The price of liberty may be more than eternal vigilance. Must we also employ all-knowing vigilance? Encyclopedic knowledge of all possible dirty tricks freedom’s enemies may employ?
One such is burying the latest assault on liberty in legislation about an unrelated matter in hopes that nobody will notice.
In Canada, a controversial effort to sabotage online privacy has wormed its way into a bill supposedly about strengthening border security: the Strong Border Act (Bill C‑2).
It’s not exactly new, since, as Reclaim the Net reports, it’s something “law enforcement agencies have been pursuing since the late 1990s.”
As with populations south of the border, the people themselves hate such interference. “Despite being repeatedly rebuffed by public opposition, parliamentary committees, and Canada’s highest court,” observes Ken Macon, “the drive to erode digital privacy protections continues.”

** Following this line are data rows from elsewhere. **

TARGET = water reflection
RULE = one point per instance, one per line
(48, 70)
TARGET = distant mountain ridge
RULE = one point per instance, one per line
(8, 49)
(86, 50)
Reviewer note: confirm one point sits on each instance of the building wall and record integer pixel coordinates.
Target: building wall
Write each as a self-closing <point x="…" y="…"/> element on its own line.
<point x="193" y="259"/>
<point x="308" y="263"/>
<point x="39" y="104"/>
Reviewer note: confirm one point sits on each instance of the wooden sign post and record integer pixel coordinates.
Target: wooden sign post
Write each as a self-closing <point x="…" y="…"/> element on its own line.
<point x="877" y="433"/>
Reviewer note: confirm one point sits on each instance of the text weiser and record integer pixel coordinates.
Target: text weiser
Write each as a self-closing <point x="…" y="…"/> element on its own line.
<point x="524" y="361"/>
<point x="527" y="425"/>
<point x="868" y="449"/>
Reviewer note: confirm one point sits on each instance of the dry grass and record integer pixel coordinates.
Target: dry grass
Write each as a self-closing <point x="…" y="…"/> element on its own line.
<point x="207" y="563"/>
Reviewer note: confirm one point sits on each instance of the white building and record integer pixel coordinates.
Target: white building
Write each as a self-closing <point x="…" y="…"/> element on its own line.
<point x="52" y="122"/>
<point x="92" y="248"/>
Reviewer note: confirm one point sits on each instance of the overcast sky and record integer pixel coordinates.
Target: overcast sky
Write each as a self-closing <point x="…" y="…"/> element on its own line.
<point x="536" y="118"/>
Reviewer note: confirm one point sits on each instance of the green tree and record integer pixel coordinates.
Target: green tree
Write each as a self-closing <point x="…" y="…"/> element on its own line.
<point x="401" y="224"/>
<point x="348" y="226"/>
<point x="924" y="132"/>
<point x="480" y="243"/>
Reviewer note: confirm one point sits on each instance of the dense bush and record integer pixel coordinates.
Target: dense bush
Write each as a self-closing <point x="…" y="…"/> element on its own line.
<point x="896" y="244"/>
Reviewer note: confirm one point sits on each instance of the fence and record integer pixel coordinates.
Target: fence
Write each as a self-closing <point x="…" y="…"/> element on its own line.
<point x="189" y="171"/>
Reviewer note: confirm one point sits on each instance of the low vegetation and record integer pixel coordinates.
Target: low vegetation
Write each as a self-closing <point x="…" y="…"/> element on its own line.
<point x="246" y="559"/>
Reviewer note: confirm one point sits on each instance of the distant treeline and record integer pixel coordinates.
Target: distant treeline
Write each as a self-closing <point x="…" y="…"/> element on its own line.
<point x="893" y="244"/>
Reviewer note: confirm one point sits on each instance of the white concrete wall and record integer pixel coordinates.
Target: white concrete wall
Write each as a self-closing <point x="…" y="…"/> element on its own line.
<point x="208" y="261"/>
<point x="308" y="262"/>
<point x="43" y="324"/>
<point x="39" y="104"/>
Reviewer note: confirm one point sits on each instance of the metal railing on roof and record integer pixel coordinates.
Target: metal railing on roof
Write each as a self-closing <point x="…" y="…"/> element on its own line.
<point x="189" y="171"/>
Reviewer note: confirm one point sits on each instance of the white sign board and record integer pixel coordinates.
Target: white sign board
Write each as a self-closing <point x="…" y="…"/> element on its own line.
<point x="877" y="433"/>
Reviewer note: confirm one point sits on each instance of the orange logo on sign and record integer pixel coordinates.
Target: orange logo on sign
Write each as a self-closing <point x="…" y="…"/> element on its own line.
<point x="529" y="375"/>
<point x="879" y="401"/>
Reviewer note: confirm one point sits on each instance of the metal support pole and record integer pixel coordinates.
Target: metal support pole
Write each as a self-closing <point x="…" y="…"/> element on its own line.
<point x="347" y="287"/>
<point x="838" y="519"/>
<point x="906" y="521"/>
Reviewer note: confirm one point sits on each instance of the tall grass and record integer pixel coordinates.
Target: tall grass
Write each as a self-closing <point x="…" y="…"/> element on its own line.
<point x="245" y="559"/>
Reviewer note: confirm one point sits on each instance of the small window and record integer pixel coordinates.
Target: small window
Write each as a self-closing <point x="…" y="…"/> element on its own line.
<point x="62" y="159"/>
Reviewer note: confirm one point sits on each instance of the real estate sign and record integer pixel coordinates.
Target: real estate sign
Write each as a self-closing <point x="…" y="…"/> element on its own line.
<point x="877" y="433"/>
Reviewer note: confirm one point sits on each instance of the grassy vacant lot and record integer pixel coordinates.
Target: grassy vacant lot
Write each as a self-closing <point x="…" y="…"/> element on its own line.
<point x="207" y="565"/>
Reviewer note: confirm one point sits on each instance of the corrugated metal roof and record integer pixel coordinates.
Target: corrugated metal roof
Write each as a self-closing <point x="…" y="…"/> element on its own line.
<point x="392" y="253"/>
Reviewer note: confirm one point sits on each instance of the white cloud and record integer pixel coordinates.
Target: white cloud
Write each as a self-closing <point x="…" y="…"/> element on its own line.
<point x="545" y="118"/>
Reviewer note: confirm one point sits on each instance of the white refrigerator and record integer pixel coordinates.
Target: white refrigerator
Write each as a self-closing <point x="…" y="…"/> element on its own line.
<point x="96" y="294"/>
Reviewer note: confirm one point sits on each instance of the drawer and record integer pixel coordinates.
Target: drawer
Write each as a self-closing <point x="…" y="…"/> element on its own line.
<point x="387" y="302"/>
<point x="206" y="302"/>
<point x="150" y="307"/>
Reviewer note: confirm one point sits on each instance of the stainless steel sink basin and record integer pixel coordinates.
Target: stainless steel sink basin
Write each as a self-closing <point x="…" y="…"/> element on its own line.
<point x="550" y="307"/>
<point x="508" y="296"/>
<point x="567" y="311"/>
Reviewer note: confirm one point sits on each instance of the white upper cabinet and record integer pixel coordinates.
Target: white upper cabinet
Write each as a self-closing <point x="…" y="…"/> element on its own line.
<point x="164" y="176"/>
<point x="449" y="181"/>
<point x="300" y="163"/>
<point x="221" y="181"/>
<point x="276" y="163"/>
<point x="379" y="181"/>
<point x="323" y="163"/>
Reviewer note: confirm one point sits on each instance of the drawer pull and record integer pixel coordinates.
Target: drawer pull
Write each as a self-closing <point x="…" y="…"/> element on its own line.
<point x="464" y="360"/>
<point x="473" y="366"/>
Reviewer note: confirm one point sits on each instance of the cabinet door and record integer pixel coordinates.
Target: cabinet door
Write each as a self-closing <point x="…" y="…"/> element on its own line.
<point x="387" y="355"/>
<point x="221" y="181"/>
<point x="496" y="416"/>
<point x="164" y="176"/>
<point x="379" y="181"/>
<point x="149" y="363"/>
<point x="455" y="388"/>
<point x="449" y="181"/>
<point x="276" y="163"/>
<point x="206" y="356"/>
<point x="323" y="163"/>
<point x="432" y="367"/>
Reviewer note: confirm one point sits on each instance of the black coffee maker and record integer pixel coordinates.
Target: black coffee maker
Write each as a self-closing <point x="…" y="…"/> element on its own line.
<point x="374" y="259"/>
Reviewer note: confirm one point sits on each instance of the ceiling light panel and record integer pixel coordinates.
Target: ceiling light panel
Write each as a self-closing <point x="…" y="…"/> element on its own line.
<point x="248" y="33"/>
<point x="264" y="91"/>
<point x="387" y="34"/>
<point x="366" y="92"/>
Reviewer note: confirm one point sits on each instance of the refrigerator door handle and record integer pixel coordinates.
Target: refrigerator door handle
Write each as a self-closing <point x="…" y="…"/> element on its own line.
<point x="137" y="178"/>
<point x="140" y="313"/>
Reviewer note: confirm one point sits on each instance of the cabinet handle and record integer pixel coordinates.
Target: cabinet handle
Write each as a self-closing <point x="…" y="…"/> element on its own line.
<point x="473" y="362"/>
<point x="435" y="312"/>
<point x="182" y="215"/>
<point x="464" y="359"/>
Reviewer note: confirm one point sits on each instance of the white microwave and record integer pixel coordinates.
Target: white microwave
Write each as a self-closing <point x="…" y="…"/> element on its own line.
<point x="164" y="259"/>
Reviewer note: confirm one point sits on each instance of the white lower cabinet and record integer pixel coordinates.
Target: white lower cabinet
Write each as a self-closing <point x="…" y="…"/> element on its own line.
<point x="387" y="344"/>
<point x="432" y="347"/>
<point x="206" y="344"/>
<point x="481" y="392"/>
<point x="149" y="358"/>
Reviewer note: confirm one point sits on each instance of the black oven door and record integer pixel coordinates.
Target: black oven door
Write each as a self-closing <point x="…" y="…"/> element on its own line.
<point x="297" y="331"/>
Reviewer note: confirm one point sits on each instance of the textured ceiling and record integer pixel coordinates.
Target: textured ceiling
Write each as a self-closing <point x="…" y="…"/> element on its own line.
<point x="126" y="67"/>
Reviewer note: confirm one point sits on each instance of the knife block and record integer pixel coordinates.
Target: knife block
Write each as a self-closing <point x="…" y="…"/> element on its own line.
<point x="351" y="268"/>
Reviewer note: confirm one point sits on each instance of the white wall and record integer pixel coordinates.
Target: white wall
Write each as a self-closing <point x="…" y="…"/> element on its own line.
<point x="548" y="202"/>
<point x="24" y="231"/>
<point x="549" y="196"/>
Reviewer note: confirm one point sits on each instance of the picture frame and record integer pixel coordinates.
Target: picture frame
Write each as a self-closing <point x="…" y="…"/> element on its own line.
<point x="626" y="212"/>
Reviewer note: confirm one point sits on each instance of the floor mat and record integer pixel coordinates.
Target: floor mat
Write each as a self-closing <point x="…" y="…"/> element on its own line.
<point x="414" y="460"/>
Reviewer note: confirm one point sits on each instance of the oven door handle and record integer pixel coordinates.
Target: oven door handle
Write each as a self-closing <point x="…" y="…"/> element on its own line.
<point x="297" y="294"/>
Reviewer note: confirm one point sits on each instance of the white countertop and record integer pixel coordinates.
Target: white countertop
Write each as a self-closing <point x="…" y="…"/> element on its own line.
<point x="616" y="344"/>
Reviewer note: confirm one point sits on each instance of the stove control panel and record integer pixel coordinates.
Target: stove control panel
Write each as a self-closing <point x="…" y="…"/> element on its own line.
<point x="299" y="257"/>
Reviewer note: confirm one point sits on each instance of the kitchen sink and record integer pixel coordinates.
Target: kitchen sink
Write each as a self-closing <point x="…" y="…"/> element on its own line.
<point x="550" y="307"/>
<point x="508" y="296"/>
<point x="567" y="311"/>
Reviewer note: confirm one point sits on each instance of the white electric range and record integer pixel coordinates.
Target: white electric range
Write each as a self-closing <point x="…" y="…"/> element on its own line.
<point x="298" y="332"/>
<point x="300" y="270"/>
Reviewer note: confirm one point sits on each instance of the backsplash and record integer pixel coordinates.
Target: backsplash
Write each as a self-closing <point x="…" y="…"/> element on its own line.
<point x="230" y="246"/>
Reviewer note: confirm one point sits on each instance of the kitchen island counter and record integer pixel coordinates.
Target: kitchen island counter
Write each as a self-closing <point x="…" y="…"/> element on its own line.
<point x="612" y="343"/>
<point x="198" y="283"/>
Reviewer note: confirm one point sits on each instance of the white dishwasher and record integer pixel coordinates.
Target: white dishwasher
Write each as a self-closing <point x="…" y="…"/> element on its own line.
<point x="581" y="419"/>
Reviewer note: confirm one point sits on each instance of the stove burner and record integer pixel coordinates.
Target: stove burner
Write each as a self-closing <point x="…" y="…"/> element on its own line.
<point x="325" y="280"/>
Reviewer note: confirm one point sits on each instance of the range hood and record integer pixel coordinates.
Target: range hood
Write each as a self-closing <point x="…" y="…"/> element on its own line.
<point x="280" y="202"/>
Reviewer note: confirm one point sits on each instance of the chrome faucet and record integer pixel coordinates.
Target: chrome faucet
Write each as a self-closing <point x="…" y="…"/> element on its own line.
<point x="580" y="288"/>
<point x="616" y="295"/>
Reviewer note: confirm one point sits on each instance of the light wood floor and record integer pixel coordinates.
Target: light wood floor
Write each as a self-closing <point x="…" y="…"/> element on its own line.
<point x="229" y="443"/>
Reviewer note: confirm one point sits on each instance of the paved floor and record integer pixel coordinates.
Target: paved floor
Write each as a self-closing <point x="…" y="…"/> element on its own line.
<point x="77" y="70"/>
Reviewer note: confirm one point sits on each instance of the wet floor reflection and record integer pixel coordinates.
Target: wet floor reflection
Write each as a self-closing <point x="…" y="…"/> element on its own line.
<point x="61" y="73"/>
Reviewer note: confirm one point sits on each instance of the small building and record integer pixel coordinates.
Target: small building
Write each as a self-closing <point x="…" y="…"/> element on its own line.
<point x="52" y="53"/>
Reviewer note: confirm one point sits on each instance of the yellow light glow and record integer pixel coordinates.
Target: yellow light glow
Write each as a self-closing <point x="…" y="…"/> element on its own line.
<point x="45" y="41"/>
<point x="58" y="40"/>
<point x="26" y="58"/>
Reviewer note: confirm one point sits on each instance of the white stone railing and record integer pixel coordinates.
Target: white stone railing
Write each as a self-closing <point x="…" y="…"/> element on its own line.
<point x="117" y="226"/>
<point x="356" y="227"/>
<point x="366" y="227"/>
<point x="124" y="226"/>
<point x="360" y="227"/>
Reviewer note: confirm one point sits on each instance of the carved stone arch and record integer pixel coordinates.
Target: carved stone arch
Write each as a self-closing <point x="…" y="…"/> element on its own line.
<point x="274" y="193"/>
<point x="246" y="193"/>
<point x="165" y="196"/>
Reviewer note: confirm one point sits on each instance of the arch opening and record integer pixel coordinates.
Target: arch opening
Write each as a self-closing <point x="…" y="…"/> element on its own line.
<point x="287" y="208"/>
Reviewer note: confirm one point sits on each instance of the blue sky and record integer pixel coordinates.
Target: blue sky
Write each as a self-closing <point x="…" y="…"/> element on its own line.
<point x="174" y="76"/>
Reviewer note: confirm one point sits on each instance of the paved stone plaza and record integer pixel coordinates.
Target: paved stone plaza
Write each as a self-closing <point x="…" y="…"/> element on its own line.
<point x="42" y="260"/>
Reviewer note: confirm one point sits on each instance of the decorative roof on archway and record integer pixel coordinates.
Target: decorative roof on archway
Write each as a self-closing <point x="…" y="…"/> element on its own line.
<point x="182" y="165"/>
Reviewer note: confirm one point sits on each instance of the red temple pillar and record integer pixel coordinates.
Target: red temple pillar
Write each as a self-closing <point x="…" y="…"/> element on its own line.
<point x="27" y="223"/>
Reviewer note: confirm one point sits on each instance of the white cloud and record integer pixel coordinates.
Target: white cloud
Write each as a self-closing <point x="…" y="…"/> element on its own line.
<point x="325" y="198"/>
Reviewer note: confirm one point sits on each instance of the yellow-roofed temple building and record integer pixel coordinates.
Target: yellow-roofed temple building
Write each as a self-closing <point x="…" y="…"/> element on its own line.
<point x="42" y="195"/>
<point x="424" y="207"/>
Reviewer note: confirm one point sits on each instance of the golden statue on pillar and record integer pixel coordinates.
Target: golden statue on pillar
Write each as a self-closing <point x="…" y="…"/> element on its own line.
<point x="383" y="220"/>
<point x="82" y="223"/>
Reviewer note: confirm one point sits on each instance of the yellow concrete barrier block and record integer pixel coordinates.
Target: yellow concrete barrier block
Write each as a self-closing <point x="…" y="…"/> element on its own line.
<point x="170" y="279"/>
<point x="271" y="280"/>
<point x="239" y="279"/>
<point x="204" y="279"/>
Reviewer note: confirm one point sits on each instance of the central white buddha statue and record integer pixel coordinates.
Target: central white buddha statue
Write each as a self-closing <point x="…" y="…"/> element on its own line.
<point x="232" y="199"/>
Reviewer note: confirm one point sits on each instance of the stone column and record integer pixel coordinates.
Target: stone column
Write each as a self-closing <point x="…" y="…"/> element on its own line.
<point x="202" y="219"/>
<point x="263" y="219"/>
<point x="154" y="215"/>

In 2014, the Supreme Court ruled that Canadians have a right to expect that their subscriber information will be kept private. In 2023, the courts affirmed that users’ IP addresses were also entitled to protection. Investigators couldn’t simply rummage through a Canadian’s subscription details and surfing history without a warrant.
But the new legislation would entitle authorities to make warrantless “information demands” on service providers.
If this legislation ostensibly about the border is enacted, service providers would, on demand, have to identify particular users and whether the provider possesses his transmission data. The actual data itself would not have to be handed over, but Macon stresses that permitting such indirect searches would “effectively sidestep the very privacy protections the courts have upheld.”
Vigilance, indeed, knowing our governments’ lust for omniscience about us.
This is Common Sense. I’m Paul Jacob.